Which brings me to the central puzzle. Ocean governance has become highly salient, politically – probably more than ever before. But when people ask me, “what can I do to help push ocean politics in the right direction?” the answer is far from obvious. Of course, people can make a direct impact on the ocean’s health in many ways. That could mean plogging (look it up!), avoiding farmed salmon, cutting down on plastic, or a whole variety of things. Still, if the rules under which the ocean is governed are basically dysfunctional, the effect of these measures is going to be limited. Picking plastic from the beach – which I’m not knocking for a second – won’t turn around the juggernaut of an industrialising ocean. It won’t stop seabed mining, or octopus farming, or whatever next year’s catastrophic plan will be. That would take a larger political movement, and a positive defence of the kind of ocean we want to see. But how do we affect the politics of the ocean? Where, in fact, is the politics of the ocean? What would be the political entry point for concerned citizens?
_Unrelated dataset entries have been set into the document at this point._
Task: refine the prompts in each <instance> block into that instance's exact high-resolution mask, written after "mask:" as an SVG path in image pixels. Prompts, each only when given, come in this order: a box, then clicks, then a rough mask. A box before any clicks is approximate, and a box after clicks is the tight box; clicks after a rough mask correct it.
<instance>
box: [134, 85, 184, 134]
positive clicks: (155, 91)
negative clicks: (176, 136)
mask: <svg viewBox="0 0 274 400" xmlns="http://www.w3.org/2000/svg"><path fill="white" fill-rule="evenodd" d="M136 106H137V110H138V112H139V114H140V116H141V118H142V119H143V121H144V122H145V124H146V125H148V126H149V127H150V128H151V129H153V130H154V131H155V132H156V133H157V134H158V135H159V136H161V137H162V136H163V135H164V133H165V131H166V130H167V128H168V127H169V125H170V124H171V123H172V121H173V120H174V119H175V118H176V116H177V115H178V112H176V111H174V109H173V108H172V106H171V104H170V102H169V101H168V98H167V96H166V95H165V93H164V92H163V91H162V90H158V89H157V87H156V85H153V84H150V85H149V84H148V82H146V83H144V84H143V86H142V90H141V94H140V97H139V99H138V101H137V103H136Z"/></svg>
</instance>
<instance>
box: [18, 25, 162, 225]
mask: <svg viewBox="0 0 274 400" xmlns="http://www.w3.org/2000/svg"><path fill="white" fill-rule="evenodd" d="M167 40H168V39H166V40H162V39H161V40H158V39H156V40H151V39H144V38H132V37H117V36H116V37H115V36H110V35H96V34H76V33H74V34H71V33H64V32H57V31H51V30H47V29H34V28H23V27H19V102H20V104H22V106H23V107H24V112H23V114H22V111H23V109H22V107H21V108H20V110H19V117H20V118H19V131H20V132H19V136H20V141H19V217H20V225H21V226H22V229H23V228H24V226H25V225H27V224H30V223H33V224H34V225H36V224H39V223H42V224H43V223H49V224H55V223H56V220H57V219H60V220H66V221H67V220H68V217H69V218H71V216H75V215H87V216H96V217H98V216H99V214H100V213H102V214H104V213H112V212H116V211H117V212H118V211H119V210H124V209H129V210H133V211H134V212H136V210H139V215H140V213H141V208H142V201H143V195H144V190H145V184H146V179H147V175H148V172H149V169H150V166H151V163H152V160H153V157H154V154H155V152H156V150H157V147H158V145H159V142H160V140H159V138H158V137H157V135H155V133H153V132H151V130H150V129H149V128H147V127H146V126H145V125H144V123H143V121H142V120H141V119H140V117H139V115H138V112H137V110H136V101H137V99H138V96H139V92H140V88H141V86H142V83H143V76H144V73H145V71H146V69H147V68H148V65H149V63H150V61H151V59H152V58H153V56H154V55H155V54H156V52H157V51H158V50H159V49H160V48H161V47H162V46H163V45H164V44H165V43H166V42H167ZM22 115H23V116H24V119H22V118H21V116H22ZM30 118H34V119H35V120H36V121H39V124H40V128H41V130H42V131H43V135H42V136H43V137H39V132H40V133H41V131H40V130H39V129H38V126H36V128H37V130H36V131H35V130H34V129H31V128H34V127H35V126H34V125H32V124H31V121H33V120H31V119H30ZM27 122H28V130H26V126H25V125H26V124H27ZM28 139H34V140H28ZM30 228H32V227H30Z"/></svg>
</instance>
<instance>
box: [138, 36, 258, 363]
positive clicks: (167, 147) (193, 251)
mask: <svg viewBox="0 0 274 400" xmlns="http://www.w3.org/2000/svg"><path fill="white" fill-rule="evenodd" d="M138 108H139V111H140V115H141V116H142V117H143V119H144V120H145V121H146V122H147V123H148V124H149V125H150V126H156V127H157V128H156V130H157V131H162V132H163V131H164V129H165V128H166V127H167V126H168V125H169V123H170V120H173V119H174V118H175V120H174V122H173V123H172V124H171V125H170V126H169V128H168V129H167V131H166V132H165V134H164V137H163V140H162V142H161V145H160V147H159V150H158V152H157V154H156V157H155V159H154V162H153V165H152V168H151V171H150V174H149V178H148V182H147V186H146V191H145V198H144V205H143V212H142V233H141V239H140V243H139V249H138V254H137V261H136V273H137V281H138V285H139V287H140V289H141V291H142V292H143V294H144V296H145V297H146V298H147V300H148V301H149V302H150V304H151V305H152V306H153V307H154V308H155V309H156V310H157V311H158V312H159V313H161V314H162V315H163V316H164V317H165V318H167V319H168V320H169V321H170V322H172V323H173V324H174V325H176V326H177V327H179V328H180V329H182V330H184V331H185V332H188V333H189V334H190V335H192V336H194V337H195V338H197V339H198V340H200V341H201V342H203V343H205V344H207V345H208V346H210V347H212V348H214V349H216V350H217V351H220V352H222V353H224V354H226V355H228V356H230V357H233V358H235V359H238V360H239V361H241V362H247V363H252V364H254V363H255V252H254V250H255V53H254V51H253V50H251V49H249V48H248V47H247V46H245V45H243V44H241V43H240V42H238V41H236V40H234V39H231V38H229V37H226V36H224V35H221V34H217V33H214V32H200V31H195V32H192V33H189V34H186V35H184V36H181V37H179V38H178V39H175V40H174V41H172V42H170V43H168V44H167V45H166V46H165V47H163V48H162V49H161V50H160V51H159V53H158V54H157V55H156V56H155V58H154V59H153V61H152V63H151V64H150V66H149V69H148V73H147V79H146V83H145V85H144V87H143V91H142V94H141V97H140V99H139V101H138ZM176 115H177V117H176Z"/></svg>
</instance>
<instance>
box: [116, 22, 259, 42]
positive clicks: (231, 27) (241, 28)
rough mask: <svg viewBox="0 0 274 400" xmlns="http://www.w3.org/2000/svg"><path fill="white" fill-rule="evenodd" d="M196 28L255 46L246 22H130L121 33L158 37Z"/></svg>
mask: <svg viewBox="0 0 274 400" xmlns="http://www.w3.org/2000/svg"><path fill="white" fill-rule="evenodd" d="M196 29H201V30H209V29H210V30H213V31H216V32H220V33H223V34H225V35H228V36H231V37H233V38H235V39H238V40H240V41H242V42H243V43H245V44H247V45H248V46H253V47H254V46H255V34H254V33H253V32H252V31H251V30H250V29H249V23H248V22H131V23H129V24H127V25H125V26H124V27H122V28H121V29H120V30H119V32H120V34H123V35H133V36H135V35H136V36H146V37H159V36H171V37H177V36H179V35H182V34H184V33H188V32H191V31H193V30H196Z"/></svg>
When I say the ocean has been ‘depoliticized,’ I don’t mean, of course, that there is no politics of the ocean. Decisions do get made. In 1982, the Law of the Sea Convention ushered in the largest single extension of state territory in history. (I don’t remember it being extensively discussed in the media – but then I was eight years old, so forgive me if I missed it). Right now, the United Nations is discussing the rules that should govern biodiversity in the High Seas (it has been trying and failing to secure a binding treaty for a couple of decades now). Each coastal country regularly makes political decisions about the exploitation of the ocean (will it support offshore wind? What about gas? How are fishing rights going to be allocated?). But when is the last time you recall politicians campaigning on ocean issues?

British readers might have a ready answer: 2016. In the Brexit campaign, Leave-supporting politicians suddenly decided that the allocation of fishing rights raised basic issues of fairness. Having secured the votes of many fishing communities (and a disastrous Brexit), it seems that those issues of fairness can now be safely forgotten. Either way, politicians are not being called upon to lay out a vision of the kind of ocean they want. Very few governments even have ministries of the ocean (ministries of fishing are not the same thing!). Very few political manifestos make any sustained effort to address ocean-facing issues. The cosy relationship between politicians, the fossil fuel industry, and the industrial fishing lobby goes on undisturbed. One alarming story, which I relate in my book, comes from a 2019 meeting of the International Seabed Authority in Kingston, Jamaica. This is the body that is supposed to come up with rules to regulate deep sea mining, which is inching ever closer. At that meeting, the job of representing the Belgian state was given, not to a politician, or even to a civil servant, but to an executive from a Belgian seabed mining corporation. It was as if the United States had not bothered to send a delegate to a WTO meeting and just allowed Jeff Bezos to speak on its behalf. I like to think that is quite unlikely (I may be wrong). But in the murky world of ocean politics, the divide between political and corporate power is much less clear-cut.

What, then, is the alternative? That’s what some audience members wanted to know yesterday. How do you force an issue onto the political agenda when not a single party is choosing to prioritise it? Likewise, ocean scientists often talk about the importance of educating people about the ocean, and the challenges it faces. I think this is very important. But the question is what comes next. What is a citizen informed about the threats faced by the ocean meant to do?